El problema para los socialdemócratas hoy es cómo sobrevivir, si los desfavorecidos se vuelcan en masa a la derecha en vez de a la izquierda. ¿Es posible forjar una nueva alianza? ¿Puede la brecha creciente entre ricos y pobres recuperar al menos una parte de la clase obrera blanca para el campo de los inmigrantes y otras minorías? ¿Es factible otro New Deal? ¿Cómo podría compatibilizarse con los intereses del empresariado y la banca internacionales?
Pero la crisis de la derecha no es menos seria. Puede que Trump (a pesar de proclamarse defensor de los intereses del pueblo ordinario) se haya rodeado de exempleados de Goldman Sachs y titanes corporativos. Y muchos republicanos todavía se aferran a él con la esperanza de alcanzar sus metas políticas. Pero en la práctica, Trump secuestró el viejo partido conservador proempresarial e internacionalista. ¿Podrá su variante de populismo nativista y chauvinista coexistir con el tipo de capitalismo cuya prosperidad depende de las migraciones continuas, la libertad de movimiento y las instituciones globales?
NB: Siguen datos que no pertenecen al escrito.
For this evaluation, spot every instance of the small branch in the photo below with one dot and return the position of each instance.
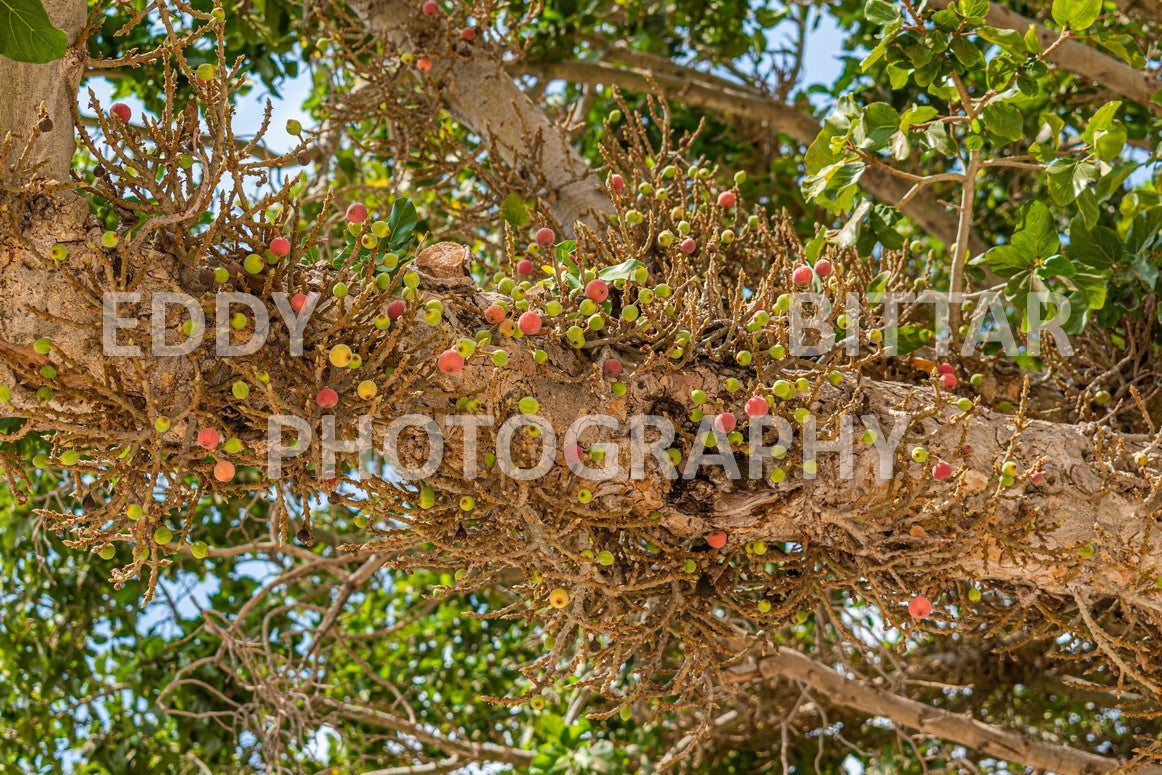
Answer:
(955, 727)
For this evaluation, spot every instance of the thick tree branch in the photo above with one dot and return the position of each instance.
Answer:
(701, 90)
(478, 92)
(1078, 58)
(52, 84)
(954, 727)
(1147, 8)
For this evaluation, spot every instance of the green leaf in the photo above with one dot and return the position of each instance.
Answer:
(1123, 47)
(876, 287)
(1038, 236)
(1076, 14)
(619, 271)
(28, 33)
(1098, 248)
(974, 9)
(1068, 178)
(1100, 120)
(402, 222)
(1004, 121)
(877, 124)
(1005, 260)
(879, 12)
(515, 212)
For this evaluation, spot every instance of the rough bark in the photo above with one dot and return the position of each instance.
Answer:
(954, 727)
(1148, 8)
(54, 84)
(479, 93)
(737, 100)
(1078, 58)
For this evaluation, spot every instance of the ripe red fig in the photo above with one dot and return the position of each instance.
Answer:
(223, 471)
(529, 323)
(494, 314)
(357, 213)
(450, 361)
(919, 607)
(597, 291)
(725, 422)
(208, 438)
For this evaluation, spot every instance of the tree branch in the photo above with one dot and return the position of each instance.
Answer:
(983, 738)
(1078, 58)
(479, 93)
(701, 90)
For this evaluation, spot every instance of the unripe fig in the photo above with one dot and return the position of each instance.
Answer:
(223, 471)
(208, 438)
(919, 608)
(596, 291)
(530, 323)
(450, 361)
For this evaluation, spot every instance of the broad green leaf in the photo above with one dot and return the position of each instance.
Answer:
(515, 212)
(1100, 120)
(27, 34)
(974, 9)
(1005, 260)
(876, 287)
(1068, 178)
(1098, 248)
(879, 12)
(1038, 236)
(1004, 121)
(619, 271)
(1076, 14)
(879, 122)
(402, 222)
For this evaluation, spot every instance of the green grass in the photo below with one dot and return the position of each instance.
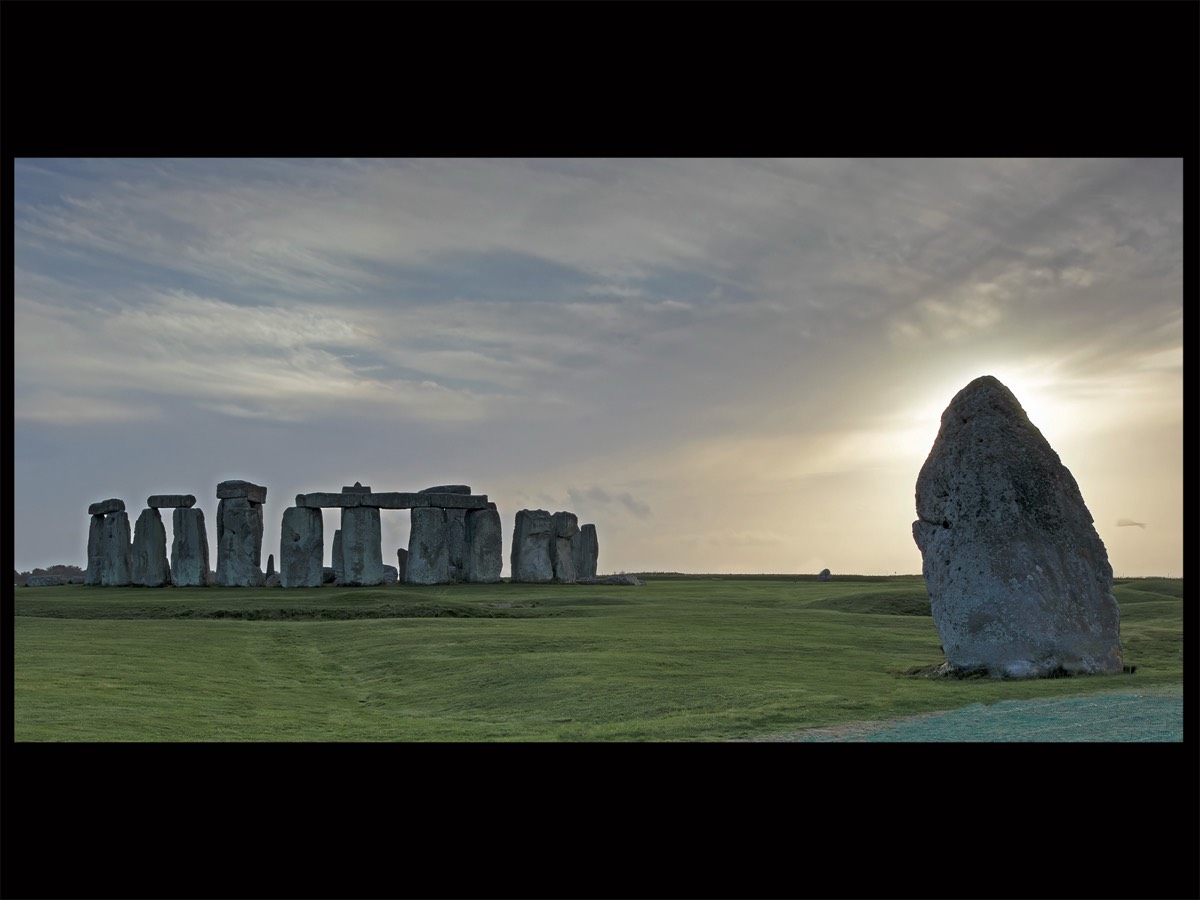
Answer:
(681, 659)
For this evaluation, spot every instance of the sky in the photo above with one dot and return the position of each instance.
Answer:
(726, 365)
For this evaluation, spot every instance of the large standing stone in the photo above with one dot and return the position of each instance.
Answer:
(586, 552)
(93, 575)
(456, 543)
(429, 550)
(240, 543)
(189, 549)
(483, 546)
(106, 507)
(1018, 579)
(114, 570)
(336, 558)
(301, 547)
(565, 527)
(361, 547)
(532, 538)
(148, 556)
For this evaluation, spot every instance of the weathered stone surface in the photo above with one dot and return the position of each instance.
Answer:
(301, 547)
(457, 501)
(148, 556)
(429, 550)
(565, 526)
(189, 549)
(361, 547)
(1018, 579)
(232, 490)
(447, 489)
(586, 552)
(171, 501)
(483, 546)
(45, 581)
(529, 559)
(95, 551)
(318, 499)
(390, 499)
(239, 543)
(456, 541)
(394, 499)
(114, 570)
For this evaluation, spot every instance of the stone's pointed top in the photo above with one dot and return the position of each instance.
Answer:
(988, 394)
(1018, 579)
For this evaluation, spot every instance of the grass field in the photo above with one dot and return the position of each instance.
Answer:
(684, 658)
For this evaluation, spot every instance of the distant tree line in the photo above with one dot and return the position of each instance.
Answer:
(65, 571)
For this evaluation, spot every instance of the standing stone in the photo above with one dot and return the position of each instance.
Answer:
(455, 532)
(586, 552)
(301, 547)
(95, 551)
(565, 526)
(114, 570)
(361, 547)
(483, 546)
(148, 556)
(456, 543)
(532, 537)
(336, 559)
(429, 550)
(240, 535)
(1018, 579)
(189, 549)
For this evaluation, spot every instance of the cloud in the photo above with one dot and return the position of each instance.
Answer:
(595, 495)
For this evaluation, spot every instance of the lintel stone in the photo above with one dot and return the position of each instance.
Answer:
(233, 490)
(167, 501)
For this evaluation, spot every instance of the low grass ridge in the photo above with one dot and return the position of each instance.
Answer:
(682, 658)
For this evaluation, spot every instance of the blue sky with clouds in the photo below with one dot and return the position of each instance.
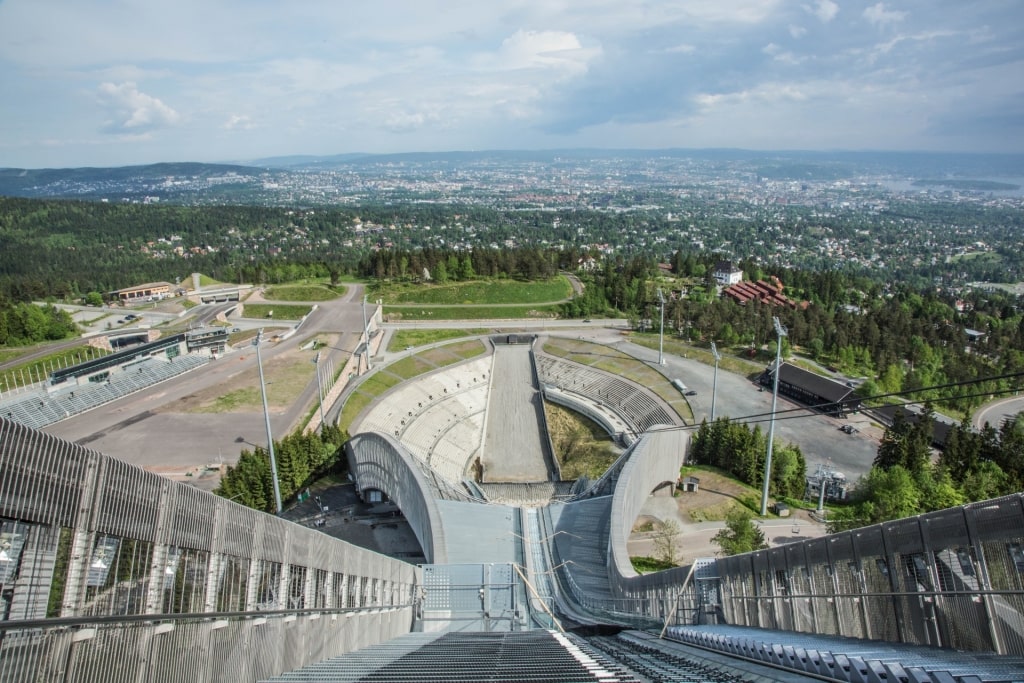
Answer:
(113, 82)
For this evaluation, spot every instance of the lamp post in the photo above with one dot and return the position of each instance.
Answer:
(266, 417)
(320, 389)
(660, 334)
(779, 332)
(714, 385)
(366, 333)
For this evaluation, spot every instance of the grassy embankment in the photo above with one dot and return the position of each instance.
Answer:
(473, 300)
(34, 371)
(380, 382)
(304, 292)
(402, 339)
(622, 365)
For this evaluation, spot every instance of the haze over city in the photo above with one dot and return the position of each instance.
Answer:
(107, 84)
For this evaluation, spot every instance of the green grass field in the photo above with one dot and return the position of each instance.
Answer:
(402, 370)
(34, 371)
(484, 292)
(402, 339)
(623, 365)
(282, 311)
(394, 314)
(301, 293)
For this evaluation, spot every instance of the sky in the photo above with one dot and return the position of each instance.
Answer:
(120, 82)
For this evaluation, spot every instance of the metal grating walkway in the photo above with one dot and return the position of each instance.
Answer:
(529, 656)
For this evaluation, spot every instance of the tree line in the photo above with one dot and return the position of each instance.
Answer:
(28, 324)
(301, 459)
(905, 480)
(741, 452)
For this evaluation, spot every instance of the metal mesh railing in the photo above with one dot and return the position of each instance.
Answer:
(111, 572)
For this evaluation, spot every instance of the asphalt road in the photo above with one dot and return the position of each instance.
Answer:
(152, 429)
(148, 428)
(739, 398)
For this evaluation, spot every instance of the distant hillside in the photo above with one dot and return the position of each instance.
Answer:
(98, 182)
(306, 178)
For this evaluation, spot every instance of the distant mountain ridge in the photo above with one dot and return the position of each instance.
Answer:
(239, 181)
(47, 181)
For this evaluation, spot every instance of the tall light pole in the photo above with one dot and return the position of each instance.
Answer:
(320, 389)
(714, 385)
(660, 334)
(266, 417)
(780, 332)
(366, 332)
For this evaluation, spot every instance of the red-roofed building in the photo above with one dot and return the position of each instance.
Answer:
(769, 293)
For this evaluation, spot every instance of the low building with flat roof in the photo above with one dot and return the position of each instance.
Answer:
(146, 292)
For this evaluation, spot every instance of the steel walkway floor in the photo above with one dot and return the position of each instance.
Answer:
(531, 656)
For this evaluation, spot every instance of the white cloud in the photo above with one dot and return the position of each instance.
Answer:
(133, 112)
(825, 10)
(879, 15)
(239, 122)
(682, 48)
(546, 49)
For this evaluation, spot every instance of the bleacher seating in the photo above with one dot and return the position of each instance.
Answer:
(439, 417)
(636, 404)
(40, 409)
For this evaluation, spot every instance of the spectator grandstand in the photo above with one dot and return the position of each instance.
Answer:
(40, 409)
(638, 406)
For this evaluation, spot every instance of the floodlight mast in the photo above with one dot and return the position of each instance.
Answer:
(660, 334)
(714, 386)
(266, 417)
(320, 389)
(366, 333)
(779, 332)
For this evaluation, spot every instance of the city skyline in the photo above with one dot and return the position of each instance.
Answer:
(94, 83)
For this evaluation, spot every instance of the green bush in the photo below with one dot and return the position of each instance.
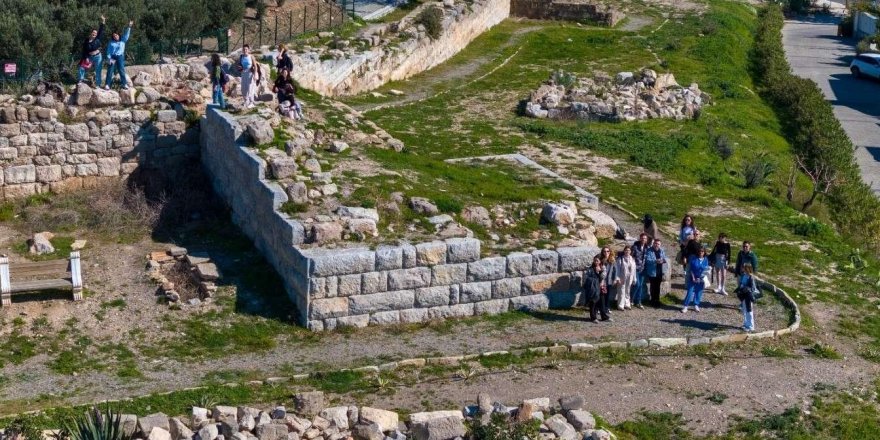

Esta vez Francia eludió el embate xenófobo, pero la última palabra todavía no está dicha. Aunque la izquierda y la derecha estén en un estado de transformación y confusión, las viejas divisorias que surgieron después de 1789 siguen allí, tal vez más vivas que nunca. Macron está lleno de buenas intenciones, pero si su política fracasa, los antidreyfusards modernos volverán con nuevos bríos.